Suffering is widespread these days, but pet-grooming enterprises may be particularly hard hit. Many are small shops. Overhead costs can run high — Otto estimates her fixed costs run $2,500 a month, "and those bills still have to be paid.”

"People aren’t aware that it’s a growing cottage industry,” says Liz Sines, a Doylestown-area master groomer who is helping form a nonprofit Pennsylvania Professional Pet Groomers Coalition to support and advocate for groomers. 

"Especially with mobile groomers or people who have small shops on their properties, a lot of them are single parents and young parents who need flexibility in their schedule, and they’re living paycheck to paycheck and working really hard," says Sines. "And they really have been left out in the cold.”

News reports and governmental officials, Sines says, "have left us out of the equation. Many states have allowed groomers to continue through this COVID-19 shutdown.”

And, like Walmart and Target versus mom-and-pop shops, Pennsylvania considers the larger big-box pet shops essential services, and they remain open. Otto says she has heard from her clients that some of those shops have continued their pet-grooming operations into the mandatory shutdown.

"I was confused by that,” she says.

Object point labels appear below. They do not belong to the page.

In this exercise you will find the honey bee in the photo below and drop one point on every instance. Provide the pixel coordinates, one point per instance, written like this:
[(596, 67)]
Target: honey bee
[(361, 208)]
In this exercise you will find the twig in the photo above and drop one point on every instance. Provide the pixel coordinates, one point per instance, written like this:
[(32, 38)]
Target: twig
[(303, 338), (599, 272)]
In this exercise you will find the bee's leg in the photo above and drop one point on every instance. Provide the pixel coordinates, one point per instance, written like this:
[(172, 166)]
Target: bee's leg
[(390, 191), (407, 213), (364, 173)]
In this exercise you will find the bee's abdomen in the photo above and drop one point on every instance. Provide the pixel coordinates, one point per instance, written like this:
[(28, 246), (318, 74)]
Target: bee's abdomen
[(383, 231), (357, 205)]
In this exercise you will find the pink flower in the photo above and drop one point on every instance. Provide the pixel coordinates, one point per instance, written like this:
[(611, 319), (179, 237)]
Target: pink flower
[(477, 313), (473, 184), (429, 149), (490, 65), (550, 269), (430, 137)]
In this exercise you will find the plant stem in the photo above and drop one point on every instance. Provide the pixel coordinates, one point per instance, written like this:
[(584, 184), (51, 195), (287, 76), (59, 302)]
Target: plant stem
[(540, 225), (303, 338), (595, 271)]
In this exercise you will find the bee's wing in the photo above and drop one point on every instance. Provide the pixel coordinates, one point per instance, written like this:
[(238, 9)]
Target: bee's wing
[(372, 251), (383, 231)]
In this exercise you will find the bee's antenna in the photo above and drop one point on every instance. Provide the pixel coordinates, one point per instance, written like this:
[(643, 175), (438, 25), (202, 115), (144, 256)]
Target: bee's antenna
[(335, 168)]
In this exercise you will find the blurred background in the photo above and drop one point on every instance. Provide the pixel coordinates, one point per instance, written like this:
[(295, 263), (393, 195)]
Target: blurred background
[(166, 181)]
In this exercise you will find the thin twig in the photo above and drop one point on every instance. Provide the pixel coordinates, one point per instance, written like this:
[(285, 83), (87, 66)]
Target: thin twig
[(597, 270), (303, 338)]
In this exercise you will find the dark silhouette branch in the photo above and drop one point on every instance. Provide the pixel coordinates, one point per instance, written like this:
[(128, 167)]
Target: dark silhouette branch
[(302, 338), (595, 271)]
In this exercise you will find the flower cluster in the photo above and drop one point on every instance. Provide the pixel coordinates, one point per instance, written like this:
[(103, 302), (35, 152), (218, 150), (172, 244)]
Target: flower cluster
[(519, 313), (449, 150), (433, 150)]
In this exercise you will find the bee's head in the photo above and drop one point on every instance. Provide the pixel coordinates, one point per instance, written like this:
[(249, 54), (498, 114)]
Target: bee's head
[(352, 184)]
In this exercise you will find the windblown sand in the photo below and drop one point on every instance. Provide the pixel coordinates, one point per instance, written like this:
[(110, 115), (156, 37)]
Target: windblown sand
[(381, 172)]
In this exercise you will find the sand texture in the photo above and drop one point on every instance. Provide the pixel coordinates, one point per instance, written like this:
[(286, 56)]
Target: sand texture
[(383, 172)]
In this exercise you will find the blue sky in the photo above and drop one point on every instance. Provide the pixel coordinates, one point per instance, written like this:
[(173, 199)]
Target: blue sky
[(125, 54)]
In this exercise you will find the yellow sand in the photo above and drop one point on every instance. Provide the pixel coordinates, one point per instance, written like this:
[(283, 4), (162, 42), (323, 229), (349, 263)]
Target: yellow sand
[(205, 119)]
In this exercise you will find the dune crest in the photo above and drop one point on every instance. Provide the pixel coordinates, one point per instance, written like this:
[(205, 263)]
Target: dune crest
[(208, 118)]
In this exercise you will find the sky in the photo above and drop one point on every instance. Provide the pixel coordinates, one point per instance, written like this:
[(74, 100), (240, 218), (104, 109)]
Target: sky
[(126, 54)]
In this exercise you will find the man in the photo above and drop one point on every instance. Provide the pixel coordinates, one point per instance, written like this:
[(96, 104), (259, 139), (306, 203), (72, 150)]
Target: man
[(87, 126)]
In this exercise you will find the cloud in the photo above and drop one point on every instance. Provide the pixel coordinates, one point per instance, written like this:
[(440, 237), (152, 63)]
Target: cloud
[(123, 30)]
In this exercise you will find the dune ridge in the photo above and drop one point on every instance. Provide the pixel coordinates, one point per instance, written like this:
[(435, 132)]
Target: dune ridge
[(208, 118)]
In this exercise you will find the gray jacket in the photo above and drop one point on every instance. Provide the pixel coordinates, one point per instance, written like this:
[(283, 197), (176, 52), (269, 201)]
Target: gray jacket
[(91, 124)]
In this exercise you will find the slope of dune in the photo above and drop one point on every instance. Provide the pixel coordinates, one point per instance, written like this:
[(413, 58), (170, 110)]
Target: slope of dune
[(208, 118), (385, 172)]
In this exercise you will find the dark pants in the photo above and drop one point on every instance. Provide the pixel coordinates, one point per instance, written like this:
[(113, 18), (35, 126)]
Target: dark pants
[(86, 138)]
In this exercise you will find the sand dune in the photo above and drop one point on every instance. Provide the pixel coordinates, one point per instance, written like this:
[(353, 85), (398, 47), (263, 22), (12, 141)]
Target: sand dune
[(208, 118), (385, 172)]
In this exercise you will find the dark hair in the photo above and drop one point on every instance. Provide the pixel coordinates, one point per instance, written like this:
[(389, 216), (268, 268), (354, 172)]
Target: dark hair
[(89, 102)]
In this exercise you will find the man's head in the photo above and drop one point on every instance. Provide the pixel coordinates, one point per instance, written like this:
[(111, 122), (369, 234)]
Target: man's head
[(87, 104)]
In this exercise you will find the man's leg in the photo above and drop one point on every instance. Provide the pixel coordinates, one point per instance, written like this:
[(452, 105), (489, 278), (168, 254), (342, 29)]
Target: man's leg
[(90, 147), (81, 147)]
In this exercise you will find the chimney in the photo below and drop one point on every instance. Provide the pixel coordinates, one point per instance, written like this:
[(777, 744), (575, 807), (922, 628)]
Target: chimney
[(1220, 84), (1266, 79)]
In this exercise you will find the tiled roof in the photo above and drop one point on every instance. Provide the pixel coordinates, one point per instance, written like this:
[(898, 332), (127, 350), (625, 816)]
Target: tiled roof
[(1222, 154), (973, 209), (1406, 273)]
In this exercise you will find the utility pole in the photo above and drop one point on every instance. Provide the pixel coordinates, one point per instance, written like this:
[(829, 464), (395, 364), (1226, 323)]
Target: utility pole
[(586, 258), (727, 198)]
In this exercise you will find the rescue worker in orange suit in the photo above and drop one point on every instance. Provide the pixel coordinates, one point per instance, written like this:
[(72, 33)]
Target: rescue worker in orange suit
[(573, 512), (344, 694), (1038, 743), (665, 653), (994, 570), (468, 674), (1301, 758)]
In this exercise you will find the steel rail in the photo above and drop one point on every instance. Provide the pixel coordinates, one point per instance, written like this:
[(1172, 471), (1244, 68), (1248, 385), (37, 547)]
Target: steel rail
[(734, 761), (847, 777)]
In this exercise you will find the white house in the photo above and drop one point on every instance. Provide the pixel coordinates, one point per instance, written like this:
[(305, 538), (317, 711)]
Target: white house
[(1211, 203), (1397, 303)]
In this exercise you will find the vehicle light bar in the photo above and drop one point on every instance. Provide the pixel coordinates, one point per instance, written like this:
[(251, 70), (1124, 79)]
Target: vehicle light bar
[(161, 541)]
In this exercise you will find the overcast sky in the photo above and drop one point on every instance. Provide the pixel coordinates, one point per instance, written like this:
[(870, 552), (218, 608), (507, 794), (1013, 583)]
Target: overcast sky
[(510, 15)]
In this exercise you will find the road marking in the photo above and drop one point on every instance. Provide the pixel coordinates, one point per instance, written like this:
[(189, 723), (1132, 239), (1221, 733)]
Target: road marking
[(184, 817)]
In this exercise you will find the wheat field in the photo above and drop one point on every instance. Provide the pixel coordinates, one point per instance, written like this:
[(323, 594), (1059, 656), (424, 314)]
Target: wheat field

Her clients "were saying, ‘We don’t want to go to anybody but you, but our dog needs to be done — he’s getting stinky, his toenails are growing,’ and one had a serious skin infection. The dog is actually getting aggressive toward them at home.” (A phone survey by North Penn Now of several area big-box pet stores confirmed that at least one continues to offer grooming services.)

While she also is aware that some other groomers have chosen to remain open, she has considered, and rejected, operating through the shutdown. "I went through all the emotional phases,” she says. "I felt so forgotten. But this is my business license, and I am not putting that in jeopardy. Of course I applied for a waiver, explaining all the precautions I did even prior to the mandated shutdown. Of course I got a generic reply, ‘You’re not essential.’”

Otto explains that she wore mask and gloves when the virus first appeared, and instituted curbside pickup and drop-off for nervous clients. And she and other groomers make the case their services can be medically essential to man's best friend.

"Brushing out and shaving down severely matted dogs is not only painful but dangerous to dogs,” she says. "You can easily injure a dog due to the matting being so tight against the skin. Overbrushing, trying to remove the matting, can cause severe brush-burn and bleeding. Unkempt nails throw the whole body out of alignment and cause serious pain. Long nails can also get caught on certain objects and rip the nail right out of the foot.”

It’s a case the industry has made to Harrisburg as well. Several legislative attempts to reopen grooming services have been made, and currently state House and Senate bills await action.

For now, Otto says she’ll keep her spirits up and struggle through. "I can’t even cry about this,” she says. "I just lucked out. I have such a strong community of people around me, but it also kills me. I am one of those people who never asks for help. It’s hard for me to accept help, but I’m getting backed into a corner.”

"If they did what they said they were going to do to help us, to keep everyone safe and do this mandate, I would have no problem with it,” she says. "But I feel like a lot of us small business owners are getting swept under the rug. Most small businesses, we don’t have that kind of savings and we don’t have that kind of money.”

"I do this for the love of a dog, and the love of what I do,” she says. "This is what I was put on the planet for.”